The Historical Institutional Abuse (HIA) Inquiry recommended compensation payments to victims more than two years ago and the scheme would have seen pay-outs of between £7,500 and £100,000.
But the process was stalled following the collapse of Stormont in January 2017 - just days after the abuse inquiry report was published.
Since the inquiry released its findings, 32 abuse victims have died.
In a letter to victims' groups, seen by The Irish News, Mrs Bradley said she must address responses to a public consultation on redress payments before any new law can be passed.
The Executive Office published responses to the consultation on Monday.
"Urgent consideration needs to be given to the views expressed during the consultation, and how the remaining questions and issues can be resolved as quickly as possible," Mrs Bradley said.
"All of the main Northern Ireland political parties have expressed to me their desire to see the issue of redress taken forward.
"The current talks are the best opportunity for these complex issues - such as the total redress payment - to be discussed by local politicians.
"I have therefore written to David Sterling today to ask that he invite the parties to consider these issues under the Programme for Government strand of the talks, and identify where there is consensus on the outstanding issues."
Mr Sterling, head of the Northern Ireland Civil Service, said last week that a law to introduce redress payments should be progressed through Westminster.
Jon McCourt, chair of the Derry-based Survivors North West group, also accused Mrs Bradley of using victims to "blackmail" parties at Stormont.
"We are calling on local party leaders to jointly respond to Karen Bradley and to reject her attempt to bring this issue into talks about any future Programme for Government," he said.
"They should stand together with survivors and insist that the Secretary of State introduces legislation at Westminster before the summer."

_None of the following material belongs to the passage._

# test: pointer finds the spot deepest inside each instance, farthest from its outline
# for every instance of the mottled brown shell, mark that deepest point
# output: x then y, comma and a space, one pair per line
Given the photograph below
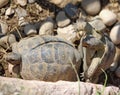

Claire McKeegan of Phoenix Law, who represents abuse survivors, said they have been let down again.
"It is deeply upsetting and frustrating for survivors to know that steps could and should be taken but that for political reasons this has not happened," she said.
Ron Graham of Savia, who was abused at the notorious Kincora boys home in Belfast, said: "I think the Secretary of State should resign. I don't think she realises the damage she has done to victims today."
Kate Walmsley, who was abused in the Nazareth House in Derry, said: "I just believe this is mental torture that we are suffering, all the victims are suffering.
"We have come out and told our stories and at the present I just wish I hadn't done it, because nobody cares."
Abuse survivors had launched an unsuccessful legal bid to force Mrs Bradley to introduce compensation payments.
A High Court judge ruled last month that there was no unlawful failure to act by either Mrs Bradley or the Executive Office.
Sinn Féin deputy leader Michelle O’Neill said yesterday the redress scheme should not be part of the Stormont talks.
"Karen Bradley needs to start putting the needs of victims and survivors before her own political priorities and immediately put in place the required legal and financial framework to assist them," she said.
DUP leader Arlene Foster MLA said the delay in redress payments was a "shame and disgrace".
"This is why devolution should be restored immediately so matters like this compensation can be taken forward by ministers," she said.
"In the absence of devolution, the government has a moral duty to meet this financial commitment but ultimately the institutions who closed their eyes to the abuse must be prepared to make their contribution to this compensation as has happened elsewhere."
SDLP leader Colum Eastwood also accused Mrs Bradley of using victims as political pawns.